The other issue with the Macan S was more surprising. It doesn’t feel very Porsche-like. Yes, it’s fast. It handles nicely. And it definitely looks like a Porsche. But the cabin is really well insulated from outside noise, and that includes the engine. The result is a surprisingly quiet ride that really left me feeling disconnected from the road. Driving the Cayenne S Turbo is visceral, where you experience the glorious roar of the engine and connection to the pavement. I never felt that way from in the Macan S. I was instead left with a feeling of disconnection from both winding road and straightaway. Dare I say it felt a little too… Audi-like?
If you grew up with a poster of a Porsche 911 (or 356) in your bedroom and want your next SUV to have a Porsche badge on it, the Macan S is the obvious choice. If you’re simply Porsche-curious, that’s where things get complicated. It can be a fun drive—the throttle is responsive, it’s a truly comfortable ride, and it’s a sharp-looking SUV.
But Porsche could do better.
The biggest issue I had with the Macan is that I never fell for it in the way I did the Cayenne. Part of that is due to the baffling interior design choices I mentioned above. But really, the Macan S feels too much like an Audi trapped in a Porsche’s body. I never had that immediate and visceral feeling of joy behind the wheel of the Macan.

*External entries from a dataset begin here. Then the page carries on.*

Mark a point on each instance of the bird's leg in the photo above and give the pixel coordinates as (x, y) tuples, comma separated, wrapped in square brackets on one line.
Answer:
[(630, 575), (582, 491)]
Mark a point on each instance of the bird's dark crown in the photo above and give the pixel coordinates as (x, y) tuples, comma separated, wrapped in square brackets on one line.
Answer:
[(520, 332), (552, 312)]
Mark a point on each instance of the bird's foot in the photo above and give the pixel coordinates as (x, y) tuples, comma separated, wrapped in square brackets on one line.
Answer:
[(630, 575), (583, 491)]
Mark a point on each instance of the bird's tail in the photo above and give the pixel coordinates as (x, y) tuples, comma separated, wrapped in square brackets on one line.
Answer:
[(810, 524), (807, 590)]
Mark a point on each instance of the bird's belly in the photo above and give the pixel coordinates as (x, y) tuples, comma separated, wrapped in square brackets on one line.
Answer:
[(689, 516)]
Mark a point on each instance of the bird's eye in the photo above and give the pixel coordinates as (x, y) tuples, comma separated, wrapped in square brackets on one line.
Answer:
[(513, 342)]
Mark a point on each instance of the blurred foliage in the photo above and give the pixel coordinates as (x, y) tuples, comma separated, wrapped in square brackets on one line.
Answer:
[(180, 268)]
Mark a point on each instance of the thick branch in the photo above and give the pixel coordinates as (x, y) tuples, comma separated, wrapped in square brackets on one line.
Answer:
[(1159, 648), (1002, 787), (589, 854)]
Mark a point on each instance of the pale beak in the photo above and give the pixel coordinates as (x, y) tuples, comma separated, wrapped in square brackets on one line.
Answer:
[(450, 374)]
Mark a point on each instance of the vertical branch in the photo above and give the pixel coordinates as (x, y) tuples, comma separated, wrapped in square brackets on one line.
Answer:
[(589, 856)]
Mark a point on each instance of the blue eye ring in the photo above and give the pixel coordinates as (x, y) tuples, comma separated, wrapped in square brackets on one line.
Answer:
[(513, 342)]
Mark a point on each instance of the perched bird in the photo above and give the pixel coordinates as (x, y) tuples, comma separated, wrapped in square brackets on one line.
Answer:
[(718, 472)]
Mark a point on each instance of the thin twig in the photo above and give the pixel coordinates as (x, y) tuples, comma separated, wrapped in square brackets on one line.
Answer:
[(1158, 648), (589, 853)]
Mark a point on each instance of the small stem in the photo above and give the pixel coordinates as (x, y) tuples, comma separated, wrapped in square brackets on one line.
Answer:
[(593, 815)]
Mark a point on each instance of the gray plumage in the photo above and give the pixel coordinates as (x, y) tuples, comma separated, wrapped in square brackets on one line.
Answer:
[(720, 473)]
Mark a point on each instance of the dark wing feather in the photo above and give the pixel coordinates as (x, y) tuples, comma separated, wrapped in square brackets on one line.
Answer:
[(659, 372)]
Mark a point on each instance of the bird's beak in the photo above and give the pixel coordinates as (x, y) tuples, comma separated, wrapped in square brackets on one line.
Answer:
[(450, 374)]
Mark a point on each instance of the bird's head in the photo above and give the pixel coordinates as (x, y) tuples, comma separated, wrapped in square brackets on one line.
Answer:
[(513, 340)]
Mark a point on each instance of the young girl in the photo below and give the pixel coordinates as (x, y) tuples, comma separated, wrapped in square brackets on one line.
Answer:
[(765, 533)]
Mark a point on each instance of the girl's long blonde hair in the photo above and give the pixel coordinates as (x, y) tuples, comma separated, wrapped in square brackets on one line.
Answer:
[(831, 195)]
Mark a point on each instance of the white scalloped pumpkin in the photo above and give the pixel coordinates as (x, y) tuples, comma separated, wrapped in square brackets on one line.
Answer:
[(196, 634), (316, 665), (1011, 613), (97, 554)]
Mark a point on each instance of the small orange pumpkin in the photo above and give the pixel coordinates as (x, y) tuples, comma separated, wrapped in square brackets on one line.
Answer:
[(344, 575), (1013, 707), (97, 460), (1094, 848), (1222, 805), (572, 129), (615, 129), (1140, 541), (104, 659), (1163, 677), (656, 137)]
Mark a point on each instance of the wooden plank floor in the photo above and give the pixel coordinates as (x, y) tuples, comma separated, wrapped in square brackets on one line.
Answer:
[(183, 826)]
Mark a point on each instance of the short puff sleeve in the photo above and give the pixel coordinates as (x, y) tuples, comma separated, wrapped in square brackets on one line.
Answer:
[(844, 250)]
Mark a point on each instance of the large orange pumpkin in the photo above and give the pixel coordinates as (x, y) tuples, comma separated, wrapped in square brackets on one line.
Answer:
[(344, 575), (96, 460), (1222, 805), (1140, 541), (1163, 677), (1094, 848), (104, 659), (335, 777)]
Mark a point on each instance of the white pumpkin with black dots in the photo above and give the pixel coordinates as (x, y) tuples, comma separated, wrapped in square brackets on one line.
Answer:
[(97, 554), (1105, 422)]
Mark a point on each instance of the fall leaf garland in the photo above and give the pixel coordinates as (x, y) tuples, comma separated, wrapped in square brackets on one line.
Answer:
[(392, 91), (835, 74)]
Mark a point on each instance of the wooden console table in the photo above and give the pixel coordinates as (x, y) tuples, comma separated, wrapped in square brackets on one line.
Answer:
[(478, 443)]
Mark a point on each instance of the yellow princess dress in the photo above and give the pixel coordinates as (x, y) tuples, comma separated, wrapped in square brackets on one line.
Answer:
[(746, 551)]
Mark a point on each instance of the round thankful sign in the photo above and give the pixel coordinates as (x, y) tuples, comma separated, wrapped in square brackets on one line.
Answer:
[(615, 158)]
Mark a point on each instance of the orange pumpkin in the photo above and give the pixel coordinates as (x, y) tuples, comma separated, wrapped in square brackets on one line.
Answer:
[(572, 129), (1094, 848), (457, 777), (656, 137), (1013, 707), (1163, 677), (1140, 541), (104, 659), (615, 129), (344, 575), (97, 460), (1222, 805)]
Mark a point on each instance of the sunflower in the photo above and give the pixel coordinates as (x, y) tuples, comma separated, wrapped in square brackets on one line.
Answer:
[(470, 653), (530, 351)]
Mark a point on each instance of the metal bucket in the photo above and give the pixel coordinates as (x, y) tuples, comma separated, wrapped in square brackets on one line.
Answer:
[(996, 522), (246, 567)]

And the Macan is expensive.
The most obvious competition comes from the six-cylinder BMW X3 x40i and Audi SQ5, both of which start out a few grand less than the Macan S. And the options add up on the Macan. Our $74,840 review model would be about $4,000 more if we wanted things like the full suite of driver-assist technology and a panoramic sunroof. Adding any premium interior options jacks up the price more. You’re really paying a premium for the Porsche badge, and I can’t say it’s justified with the Macan S. If it drove—and sounded—like an Alfa Romeo Stelvio Quadrifoglio at that price, it would be a different story.